All TFDS datasets expose various data splits (e.g. 'train', 'test') which can be explored in the catalog. Any alphabetical string can be used as split name, apart from all (which is a reserved term which corresponds to the union of all splits, see below).

In addition of the "official" dataset splits, TFDS allow to select slice(s) of split(s) and various combinations.

Slicing API

Slicing instructions are specified in tfds.load or tfds.DatasetBuilder.as_dataset through the split= kwarg.

ds = tfds.load('my_dataset', split='train[:75%]')
builder = tfds.builder('my_dataset')
ds = builder.as_dataset(split='test+train[:75%]')

Split can be:

  • Plain split names (a string such as 'train', 'test', ...): All examples within the split selected.
  • Slices: Slices have the same semantic as python slice notation. Slices can be:
    • Absolute ('train[123:450]', train[:4000]): (see note below for caveat about read order)
    • Percent ('train[:75%]', 'train[25%:75%]'): Divide the full data into even slices. If the data is not evenly divisible, some percent might contain additional examples.
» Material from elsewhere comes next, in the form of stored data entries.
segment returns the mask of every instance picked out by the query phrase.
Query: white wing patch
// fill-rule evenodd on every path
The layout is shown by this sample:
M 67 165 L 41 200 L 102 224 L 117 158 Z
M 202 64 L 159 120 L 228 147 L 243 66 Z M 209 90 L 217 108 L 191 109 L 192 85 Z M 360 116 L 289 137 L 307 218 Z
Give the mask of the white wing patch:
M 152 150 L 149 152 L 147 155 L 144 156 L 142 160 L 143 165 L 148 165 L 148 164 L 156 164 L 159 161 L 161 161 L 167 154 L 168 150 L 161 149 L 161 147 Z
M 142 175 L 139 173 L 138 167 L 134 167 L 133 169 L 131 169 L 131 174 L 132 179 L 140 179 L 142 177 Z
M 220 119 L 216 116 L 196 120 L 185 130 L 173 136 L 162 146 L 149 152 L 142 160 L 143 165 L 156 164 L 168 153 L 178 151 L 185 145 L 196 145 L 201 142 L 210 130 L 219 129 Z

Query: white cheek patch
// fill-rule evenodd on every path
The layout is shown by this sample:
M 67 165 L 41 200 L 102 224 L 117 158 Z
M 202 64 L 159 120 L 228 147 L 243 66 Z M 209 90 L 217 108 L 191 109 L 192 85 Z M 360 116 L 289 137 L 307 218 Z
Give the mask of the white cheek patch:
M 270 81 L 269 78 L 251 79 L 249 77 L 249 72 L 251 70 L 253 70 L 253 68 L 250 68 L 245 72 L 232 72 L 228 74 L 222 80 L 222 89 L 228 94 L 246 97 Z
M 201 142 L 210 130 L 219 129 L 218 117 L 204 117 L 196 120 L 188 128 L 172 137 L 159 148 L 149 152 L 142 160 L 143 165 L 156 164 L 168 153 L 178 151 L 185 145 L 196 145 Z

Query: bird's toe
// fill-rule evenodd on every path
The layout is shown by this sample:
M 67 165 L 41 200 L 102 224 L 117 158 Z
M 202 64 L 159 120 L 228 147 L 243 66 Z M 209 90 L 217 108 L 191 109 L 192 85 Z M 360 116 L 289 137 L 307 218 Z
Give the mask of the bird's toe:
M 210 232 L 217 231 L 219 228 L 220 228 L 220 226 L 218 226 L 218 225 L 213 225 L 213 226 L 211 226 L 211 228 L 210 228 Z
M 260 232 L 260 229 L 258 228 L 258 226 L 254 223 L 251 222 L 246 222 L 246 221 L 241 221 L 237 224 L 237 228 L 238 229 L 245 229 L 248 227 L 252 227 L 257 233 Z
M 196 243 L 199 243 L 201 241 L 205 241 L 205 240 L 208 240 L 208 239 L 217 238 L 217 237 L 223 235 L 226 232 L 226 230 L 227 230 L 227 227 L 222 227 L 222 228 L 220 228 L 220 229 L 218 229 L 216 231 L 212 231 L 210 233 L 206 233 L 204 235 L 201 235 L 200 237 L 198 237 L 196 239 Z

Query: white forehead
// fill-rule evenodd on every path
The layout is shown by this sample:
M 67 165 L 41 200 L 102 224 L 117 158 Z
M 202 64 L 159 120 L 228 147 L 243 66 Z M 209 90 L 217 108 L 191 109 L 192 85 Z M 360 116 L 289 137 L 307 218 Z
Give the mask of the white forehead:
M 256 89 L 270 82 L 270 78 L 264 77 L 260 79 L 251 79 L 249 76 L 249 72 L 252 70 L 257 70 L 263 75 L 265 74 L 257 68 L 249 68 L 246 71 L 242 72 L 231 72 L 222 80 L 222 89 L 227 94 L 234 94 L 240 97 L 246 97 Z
Fractional percent are supported.
    • Shard (train[:4shard], train[4shard]): Select all examples in the requested shard. (see info.splits['train'].num_shards to get the number of shards of the split)
  • Union of splits ('train+test', 'train[:25%]+test'): Splits will be interleaved together.
  • Full dataset ('all'): 'all' is a special split name corresponding to the union of all splits (equivalent to 'train+test+...').
  • List of splits (['train', 'test']): Multiple tf.data.Dataset are returned separately:
# Returns both train and test split separately
train_ds, test_ds = tfds.load('mnist', split=['train', 'test[:50%]'])
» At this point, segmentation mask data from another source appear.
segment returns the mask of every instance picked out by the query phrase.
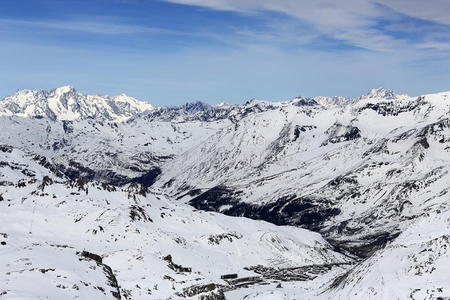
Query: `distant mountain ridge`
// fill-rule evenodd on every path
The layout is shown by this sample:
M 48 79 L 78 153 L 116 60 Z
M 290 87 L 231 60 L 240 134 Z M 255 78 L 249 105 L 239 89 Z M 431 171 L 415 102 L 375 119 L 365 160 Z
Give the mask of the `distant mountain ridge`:
M 405 94 L 396 94 L 394 91 L 386 90 L 384 88 L 376 88 L 371 89 L 367 94 L 361 95 L 355 98 L 347 98 L 342 96 L 335 97 L 314 97 L 313 99 L 322 106 L 325 107 L 340 107 L 346 106 L 350 104 L 354 104 L 360 100 L 364 99 L 386 99 L 386 100 L 395 100 L 395 99 L 407 99 L 409 96 Z
M 84 95 L 71 86 L 49 91 L 21 90 L 0 101 L 0 115 L 66 121 L 99 119 L 122 122 L 152 109 L 151 104 L 125 94 L 115 97 Z
M 226 118 L 243 109 L 267 109 L 286 105 L 320 105 L 325 108 L 341 107 L 367 98 L 405 99 L 407 95 L 398 95 L 383 88 L 372 89 L 368 94 L 346 98 L 336 97 L 296 97 L 290 101 L 271 102 L 250 100 L 241 105 L 225 102 L 210 105 L 201 101 L 187 102 L 180 106 L 155 107 L 125 94 L 118 96 L 85 95 L 72 86 L 62 86 L 52 90 L 20 90 L 12 96 L 0 100 L 0 116 L 19 116 L 49 118 L 51 120 L 86 120 L 124 122 L 131 118 L 150 114 L 150 118 L 184 119 L 197 115 L 200 120 Z

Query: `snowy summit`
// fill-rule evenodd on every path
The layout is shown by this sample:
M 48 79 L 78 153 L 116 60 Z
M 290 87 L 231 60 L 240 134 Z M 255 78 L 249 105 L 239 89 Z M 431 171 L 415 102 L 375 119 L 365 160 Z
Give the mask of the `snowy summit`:
M 83 95 L 71 86 L 45 91 L 18 91 L 0 101 L 1 115 L 46 117 L 52 120 L 101 119 L 122 122 L 154 107 L 125 94 Z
tfds.even_splits & multi-host training

tfds.even_splits generates a list of non-overlapping sub-splits of the same size.

# Divide the dataset into 3 even parts, each containing 1/3 of the data
split0, split1, split2 = tfds.even_splits('train', n=3)

ds = tfds.load('my_dataset', split=split2)

This can be particularly useful when training in a distributed setting, where each host should receive a slice of the original data.

With Jax, this can be simplified even further using tfds.split_for_jax_process:

split = tfds.split_for_jax_process('train', drop_remainder=True)
ds = tfds.load('my_dataset', split=split)

tfds.split_for_jax_process is a simple alias for:

# The current `process_index` loads only `1 / process_count` of the data.
splits = tfds.even_splits('train', n=jax.process_count(), drop_remainder=True)
split = splits[jax.process_index()]

tfds.even_splits, tfds.split_for_jax_process accepts on any split value as input (e.g. 'train[75%:]+test')

Slicing and metadata

It is possible to get additional info on the splits/subsplits (num_examples, file_instructions,...) using the dataset info:

builder = tfds.builder('my_dataset')
builder.info.splits['train'].num_examples  # 10_000
builder.info.splits['train[:75%]'].num_examples  # 7_500 (also works with slices)
builder.info.splits.keys()  # ['train', 'test']

Cross validation

Examples of 10-fold cross-validation using the string API:

vals_ds = tfds.load('mnist', split=[
    f'train[{k}%:{k+10}%]' for k in range(0, 100, 10)
])
trains_ds = tfds.load('mnist', split=[
    f'train[:{k}%]+train[{k+10}%:]' for k in range(0, 100, 10)
])

The validation datasets are each going to be 10%: [0%:10%], [10%:20%], ..., [90%:100%]. And the training datasets are each going to be the complementary 90%: [10%:100%] (for a corresponding validation set of [0%:10%]), `[0%:10%]

  • [20%:100%](for a validation set of[10%:20%]`),...

tfds.core.ReadInstruction and rounding

Rather than str, it is possible to pass splits as tfds.core.ReadInstruction:

For example, split = 'train[50%:75%] + test' is equivalent to:

split = (
    tfds.core.ReadInstruction(
        'train',
        from_=50,
        to=75,
        unit='%',
    )
    + tfds.core.ReadInstruction('test')
)
ds = tfds.load('my_dataset', split=split)

unit can be:

  • abs: Absolute slicing
  • %: Percent slicing
  • shard: Shard slicing

tfds.ReadInstruction also has a rounding argument. If the number of example in the dataset is not divide evenly:

  • rounding='closest' (default): The remaining examples are distributed among the percent, so some percent might contain additional examples.
  • rounding='pct1_dropremainder': The remaining examples are dropped, but this guarantee all percent contain the exact same number of example (eg: len(5%) == 5 * len(1%)).

Reproducibility & determinism

During generation, for a given dataset version, TFDS guarantee that examples are deterministically shuffled on disk. So generating the dataset twice (in 2 different computers) won't change the example order.

Similarly, the subsplit API will always select the same set of examples, regardless of platform, architecture, etc. This mean set('train[:20%]') == set('train[:10%]') + set('train[10%:20%]').

However, the order in which examples are read might not be deterministic. This depends on other parameters (e.g. whether shuffle_files=True).